(451h) Manganese Oxide Surface Chemistry and Adsorption of Cr(III)

            Manganese oxides are
prevalent in geological settings and play a significant role in the geochemical
cycling of heavy metals due to their high adsorption capacity.  Of particular interest is their ability to
oxidize Cr(III) to toxic Cr(IV).  While
much work has focused on the mechanism of oxidation, several questions remain
about the specific manganese-chromium interactions prior to and during
oxidation.  An understanding of the
structure, chemical properties, and redox reactivity of manganese oxides
surfaces is an essential foundation for determining possible Cr(III) oxidation
mechanisms.

            Periodic density
functional theory calculations have been combined with ab initio thermodynamics to identify stable beta‑MnO₂
(110) and gamma‑MnOOH (010) surface
terminations and to probe their redox behavior in response to varying oxygen
and water chemical potentials.  Under ambient
conditions, oxidation of the beta‑MnO₂ (110) surface is not
likely, while oxidation of the gamma‑MnOOH
(010) surface is predicted to be favorable. 

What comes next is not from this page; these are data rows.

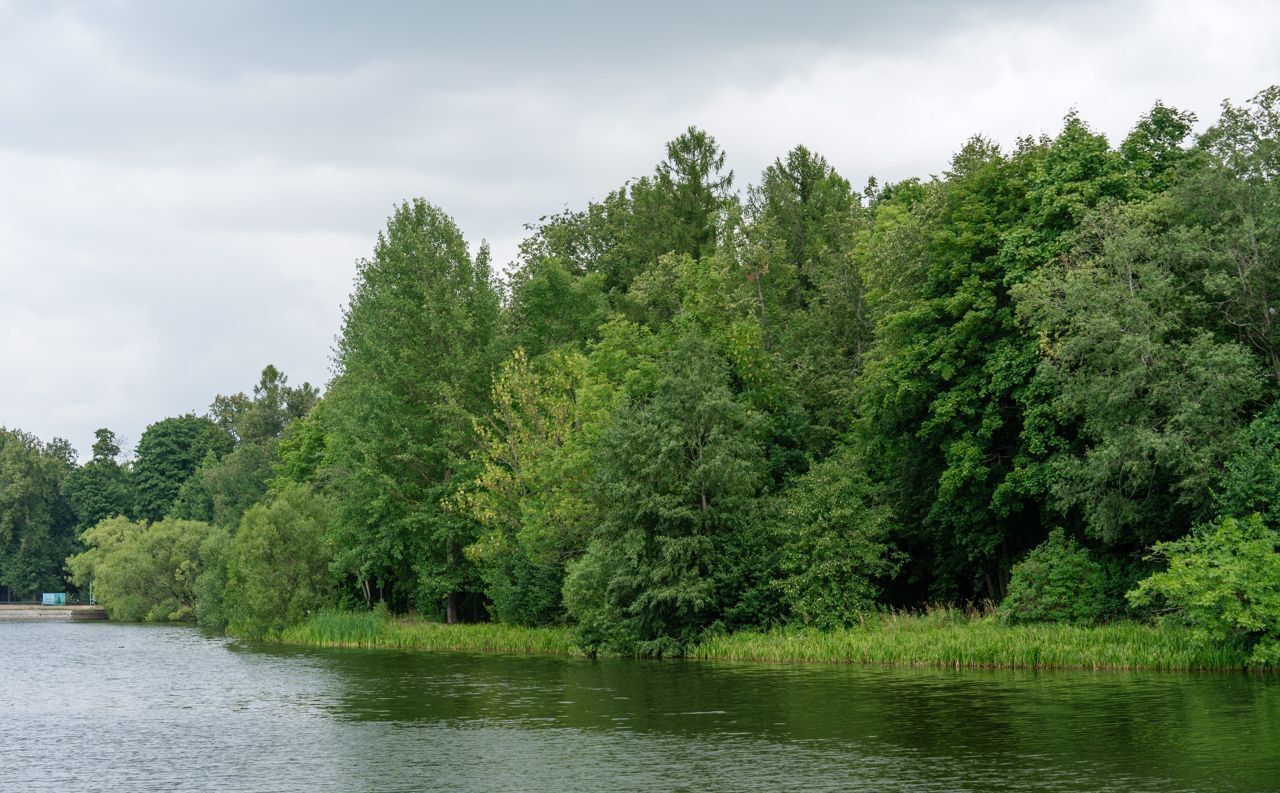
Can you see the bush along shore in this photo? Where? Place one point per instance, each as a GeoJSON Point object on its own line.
{"type": "Point", "coordinates": [705, 418]}
{"type": "Point", "coordinates": [940, 637]}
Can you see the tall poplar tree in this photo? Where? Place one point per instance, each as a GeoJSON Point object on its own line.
{"type": "Point", "coordinates": [414, 363]}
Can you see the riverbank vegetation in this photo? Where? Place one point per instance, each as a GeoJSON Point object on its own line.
{"type": "Point", "coordinates": [695, 416]}
{"type": "Point", "coordinates": [936, 637]}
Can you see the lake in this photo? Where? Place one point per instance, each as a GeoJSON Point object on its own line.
{"type": "Point", "coordinates": [141, 707]}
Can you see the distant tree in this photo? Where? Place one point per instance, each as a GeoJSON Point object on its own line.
{"type": "Point", "coordinates": [101, 487]}
{"type": "Point", "coordinates": [835, 536]}
{"type": "Point", "coordinates": [142, 571]}
{"type": "Point", "coordinates": [1155, 398]}
{"type": "Point", "coordinates": [36, 518]}
{"type": "Point", "coordinates": [223, 487]}
{"type": "Point", "coordinates": [278, 563]}
{"type": "Point", "coordinates": [168, 453]}
{"type": "Point", "coordinates": [675, 482]}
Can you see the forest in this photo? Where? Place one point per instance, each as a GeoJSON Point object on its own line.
{"type": "Point", "coordinates": [1046, 380]}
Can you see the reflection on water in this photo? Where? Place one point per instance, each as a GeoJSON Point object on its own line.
{"type": "Point", "coordinates": [129, 707]}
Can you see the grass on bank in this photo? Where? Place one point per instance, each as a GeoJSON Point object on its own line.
{"type": "Point", "coordinates": [949, 637]}
{"type": "Point", "coordinates": [374, 629]}
{"type": "Point", "coordinates": [941, 637]}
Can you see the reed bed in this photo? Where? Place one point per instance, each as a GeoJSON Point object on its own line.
{"type": "Point", "coordinates": [951, 638]}
{"type": "Point", "coordinates": [371, 629]}
{"type": "Point", "coordinates": [941, 637]}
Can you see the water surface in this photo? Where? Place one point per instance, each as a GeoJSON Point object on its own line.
{"type": "Point", "coordinates": [137, 707]}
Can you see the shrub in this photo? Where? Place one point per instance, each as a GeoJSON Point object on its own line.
{"type": "Point", "coordinates": [142, 572]}
{"type": "Point", "coordinates": [1223, 581]}
{"type": "Point", "coordinates": [835, 544]}
{"type": "Point", "coordinates": [1056, 582]}
{"type": "Point", "coordinates": [278, 563]}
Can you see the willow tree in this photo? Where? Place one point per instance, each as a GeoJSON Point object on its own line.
{"type": "Point", "coordinates": [412, 363]}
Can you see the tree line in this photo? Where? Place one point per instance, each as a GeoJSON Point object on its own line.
{"type": "Point", "coordinates": [690, 408]}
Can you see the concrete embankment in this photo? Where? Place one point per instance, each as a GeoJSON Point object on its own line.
{"type": "Point", "coordinates": [27, 612]}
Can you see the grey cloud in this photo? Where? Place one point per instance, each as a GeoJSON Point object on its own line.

Reduction of the clean surfaces leads to significant surface
reconstructions that result from the competition between optimal d‑orbital
occupation and manganese coordination geometry and lattice constraints of the
bulk.  Jahn‑Teller
effects allow multiple oxidation states to exist at the surface.  While these surfaces are not predicted to be
stable at ambient conditions, they may be important in the oxidation
mechanism.  Hydration of the clean beta‑MnO₂
(110) and gamma‑MnOOH (010) surfaces generally
lowers the surface free energies significantly with hydrogen bonding networks
formed at monolayer coverage.  Adsorption
of Cr(III) has been investigated on the hydrated surfaces.  The effect of manganese oxidation state on
adsorption geometries and electron transfer will be discussed.